How should/does nucleo handle umlauts?

Question

How should/does nucleo handle umlauts?

Closed this issue 7 months ago · 2 comments

For example I notice that a needle ë fails to fuzzy match bë. On the other hand a needle e will match bë, and a needle ë will match a haystack ë.

let paths = ["be", "bë"];
let mut matcher = Matcher::new(Config::DEFAULT);
let matches = Pattern::parse("ë", CaseMatching::Ignore).match_list(paths, &mut matcher);
assert_eq!(matches.len(), 1); // fails

Is that expected or a bug?

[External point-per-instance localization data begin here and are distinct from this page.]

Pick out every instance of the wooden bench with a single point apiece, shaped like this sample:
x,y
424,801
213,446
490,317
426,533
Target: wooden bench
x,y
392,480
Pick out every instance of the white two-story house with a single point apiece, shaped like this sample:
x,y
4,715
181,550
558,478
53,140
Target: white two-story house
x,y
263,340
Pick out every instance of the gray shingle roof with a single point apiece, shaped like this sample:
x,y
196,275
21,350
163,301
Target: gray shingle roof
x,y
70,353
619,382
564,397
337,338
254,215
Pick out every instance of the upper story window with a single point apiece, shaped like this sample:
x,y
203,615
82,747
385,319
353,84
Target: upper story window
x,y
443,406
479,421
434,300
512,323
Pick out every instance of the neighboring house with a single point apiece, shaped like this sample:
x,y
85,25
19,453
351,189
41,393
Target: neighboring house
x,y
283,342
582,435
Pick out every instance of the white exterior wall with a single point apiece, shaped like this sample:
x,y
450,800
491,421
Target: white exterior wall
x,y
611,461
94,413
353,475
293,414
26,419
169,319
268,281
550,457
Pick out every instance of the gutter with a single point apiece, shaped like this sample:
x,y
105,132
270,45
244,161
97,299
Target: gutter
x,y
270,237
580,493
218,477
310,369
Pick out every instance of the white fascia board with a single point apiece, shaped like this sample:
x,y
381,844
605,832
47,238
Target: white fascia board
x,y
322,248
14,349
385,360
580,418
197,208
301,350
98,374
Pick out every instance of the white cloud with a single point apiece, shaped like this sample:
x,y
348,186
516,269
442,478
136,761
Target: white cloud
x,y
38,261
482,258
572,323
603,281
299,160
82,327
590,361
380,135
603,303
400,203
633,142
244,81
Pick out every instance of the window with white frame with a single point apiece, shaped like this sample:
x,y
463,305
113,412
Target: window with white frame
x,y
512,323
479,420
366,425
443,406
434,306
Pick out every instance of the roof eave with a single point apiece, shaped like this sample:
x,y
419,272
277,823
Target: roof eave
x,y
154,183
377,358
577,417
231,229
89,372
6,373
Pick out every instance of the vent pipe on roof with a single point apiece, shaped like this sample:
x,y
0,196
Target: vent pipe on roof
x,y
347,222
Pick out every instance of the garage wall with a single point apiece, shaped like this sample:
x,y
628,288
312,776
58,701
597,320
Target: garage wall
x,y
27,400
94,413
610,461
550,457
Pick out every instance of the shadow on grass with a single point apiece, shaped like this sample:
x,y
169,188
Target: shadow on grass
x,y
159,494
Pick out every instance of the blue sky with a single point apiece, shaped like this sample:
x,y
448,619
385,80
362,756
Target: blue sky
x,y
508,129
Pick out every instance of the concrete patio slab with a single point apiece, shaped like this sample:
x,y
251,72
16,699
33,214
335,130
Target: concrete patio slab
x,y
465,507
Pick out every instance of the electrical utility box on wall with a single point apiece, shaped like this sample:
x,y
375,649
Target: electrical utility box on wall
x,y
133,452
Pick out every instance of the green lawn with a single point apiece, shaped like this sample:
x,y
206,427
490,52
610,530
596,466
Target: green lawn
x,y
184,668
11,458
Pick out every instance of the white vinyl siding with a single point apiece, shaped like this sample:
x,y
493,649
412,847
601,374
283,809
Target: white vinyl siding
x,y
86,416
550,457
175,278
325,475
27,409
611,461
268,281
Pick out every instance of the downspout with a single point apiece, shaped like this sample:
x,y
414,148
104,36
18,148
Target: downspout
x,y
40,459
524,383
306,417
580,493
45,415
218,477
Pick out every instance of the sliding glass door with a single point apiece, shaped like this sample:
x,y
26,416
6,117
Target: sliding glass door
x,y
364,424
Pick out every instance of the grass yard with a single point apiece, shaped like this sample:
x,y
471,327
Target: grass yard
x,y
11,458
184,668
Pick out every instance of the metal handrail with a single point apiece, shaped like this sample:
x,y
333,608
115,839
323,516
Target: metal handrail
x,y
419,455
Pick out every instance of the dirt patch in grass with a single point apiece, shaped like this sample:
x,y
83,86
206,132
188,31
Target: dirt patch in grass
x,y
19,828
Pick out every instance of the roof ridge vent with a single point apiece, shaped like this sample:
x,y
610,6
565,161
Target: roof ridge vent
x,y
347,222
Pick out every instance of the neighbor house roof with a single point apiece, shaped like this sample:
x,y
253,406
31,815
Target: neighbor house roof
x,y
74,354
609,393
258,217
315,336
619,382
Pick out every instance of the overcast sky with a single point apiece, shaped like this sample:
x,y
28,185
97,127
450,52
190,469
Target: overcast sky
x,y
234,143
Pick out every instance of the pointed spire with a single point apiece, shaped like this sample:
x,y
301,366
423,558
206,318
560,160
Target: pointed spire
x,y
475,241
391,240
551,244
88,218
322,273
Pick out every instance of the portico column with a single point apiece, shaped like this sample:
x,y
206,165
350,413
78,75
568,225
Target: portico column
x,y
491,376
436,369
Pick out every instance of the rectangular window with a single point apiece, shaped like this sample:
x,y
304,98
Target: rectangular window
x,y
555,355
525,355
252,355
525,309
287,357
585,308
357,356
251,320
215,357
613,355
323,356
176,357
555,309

If expected can you say a bit more about why and suggested workarounds... mostly just so I can document to people using my app why it works the way that it does.

Thank you.

Answer 1 · 2023-12-17T12:04:26.000Z

You are using Config::DEFAULT which has normalization turned on.

pub const DEFAULT: Config = {
        Config{
            delimiter_chars: b"/,:;|",
            bonus_boundary_white: BONUS_BOUNDARY + 2,
            bonus_boundary_delimiter: BONUS_BOUNDARY + 1,
            initial_char_class: CharClass::Whitespace,
            normalize: true,
            ignore_case: true,
            prefer_prefix: false,}
    }

This will convert non ascii characters to ascii, so turning it off should solve this.

let mut conf = Config::DEFAULT;
conf.normalize = false;

Answer 2 · 2023-12-17T16:48:36.000Z

Thanks for your help, that solve the problem for me.